Vielfach liest und hört man von sprudelnden Steuereinnahmen. Liegen die Kempener Hebesätze bei Grund- und Gewerbesteuern richtig?

Geulmann: Anhebungspotenzial sehe ich wie die Politik nur bei der Grundsteuer A für land- und forstwirtschaftliche Flächen. Ansonsten hoffe ich, die Hebesätze halten zu können.

Städte wie Monheim machen sogar Furore mit besonders niedrigen Steuersätzen. Wäre das nicht auch ein Weg für Kempen?

Geulmann: Nein. Das war in Monheim eine einmalige, so nicht wiederholbare Sache, die auch wegen der exklusiven Lage zwischen Düsseldorf und Köln funktionierte. Die Gewerbesteuermehrerträge waren aufgrund der dortigen Rahmenbedingungen bereits vorab kalkulierbar. Wir würden da mehr verlieren als gewinnen.

Sie waren früher auch Politiker in Tönisvorst, saßen dort für die CDU im Stadtrat, waren sogar Parteivorsitzender. Hilft Ihnen im Job die politische Erfahrung?

Geulmann: Im Moment nicht mehr zwingend. In Neukirchen-Vluyn war das am Anfang ganz hilfreich, da für mich Kommunalverwaltung neu war.

Und wie sind Sie anschließend in der Kempener Verwaltung aufgenommen worden?

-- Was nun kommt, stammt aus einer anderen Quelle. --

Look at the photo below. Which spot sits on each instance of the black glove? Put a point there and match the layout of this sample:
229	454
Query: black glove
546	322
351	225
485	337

Geulmann: Sehr nett — vor allem in der Kämmerei. Im Moment bereitet es mir allerdings Sorgen, dass dort zwei erfahrene Mitarbeiter 2017 und 2018 in den Ruhestand gehen. Hier arbeiten wir gemeinsam aber auch schon an einer adäquaten Lösung.

Beurteilen Sie bitte ganz knapp die Kempener Verwaltung insgesamt.

Geulmann: Klassisch, konservativ und bewährt.

Haben Sie für die Zukunft noch politische Ambitionen?

Geulmann: Im Moment sehe ich das nicht. Ich bin, so wie es ist, sehr glücklich. Für die Zukunft definitiv ausschließen möchte ich das aber nicht.